Katholischer Standortpfarrer Hamburg, Militärdekan Michael Langkamp
Es gibt ja nichts schwierigeres, als in einer schweren Gewissensentscheidung zu stehen. Und Menschen, die in einem Gewissenskonflikt mit sich ringen, sind wahrlich nicht zu beneiden: Soll ich mich für diesen oder jenen Beruf entscheiden? Weiß ich, ob ich diesen Menschen wirklich liebe oder nicht? Kann ich die Verantwortung für mein Leben tragen? Woran soll sich mein Leben bei aller Orientierungslosigkeit unserer Zeit denn noch orientieren?
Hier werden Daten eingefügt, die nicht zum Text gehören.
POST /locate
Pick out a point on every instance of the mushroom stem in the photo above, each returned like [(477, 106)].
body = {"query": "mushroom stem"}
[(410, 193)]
Der Fragen sind so viele, wie unser Leben lang und bunt ist.

Fragen, die kein Dritter an meiner Statt beantworten kann, sondern nur ich selbst. Das meint ja gerade das reife Gewissen: ich erlebe es in einer persönlichen Entscheidung, und nur ich, niemals alle anderen, bin davon betroffen. Ich selbst bin vor die Wahl gestellt. Sicherlich nützen zweckdienliche Hinweise und ein guter Rat von Freunden. Und dennoch: wenn es darum geht, die eigenen Lebensweichen zu stellen, ist das eigene Gewissen zu bemühen. Ich muss sagen können, was mir "wert und heilig" ist, und es auch leben. Nicht umsonst sind Gewissensentscheidungen deshalb so schwerwiegend und existenziell. Zum Glück müssen wir sie nicht ständig treffen, die alltäglichen Entscheidungen fallen uns ja eher leicht, erscheinen uns selbstverständlich. Dennoch sind Menschen, die vor schwerwiegenden und lebensverändernden Entscheidungen stehen, wahrlich nicht zu beneiden, umso mehr aber respekt- und liebevoll zu begleiten. Liebevoll heißt: ich sehe, dass ihm die Lebensfrage durch Mark und Bein geht, bis sie zu einer Entscheidung heranreift. Diese Entscheidung kann ich ihm nicht abnehmen. Die kann nur er selbst treffen. Eine halbe Entscheidung ist keine. Und keine Entscheidung schon gar keine.

Die Personen, welche der nationalsozialistischen Herrschaft ein Ende bereiten wollten und deren Attentat auf Adolf Hitler am 20. Juli 1944 scheiterte, standen in einem solch schweren Konflikt. Diesen in seiner ganzen Tiefe auszuloten, ist unmöglich, da wir nicht in dieser existenziellen Situation stecken, sie somit allenfalls nachempfindend erahnen können. Alles darüber hinausgehende wäre Spekulation.
Fest steht aber, dass mein Gewissen Gabe (Gottes) und somit ständige Aufgabe ist. Das Wort Gottes, welches meine Antwort fordert.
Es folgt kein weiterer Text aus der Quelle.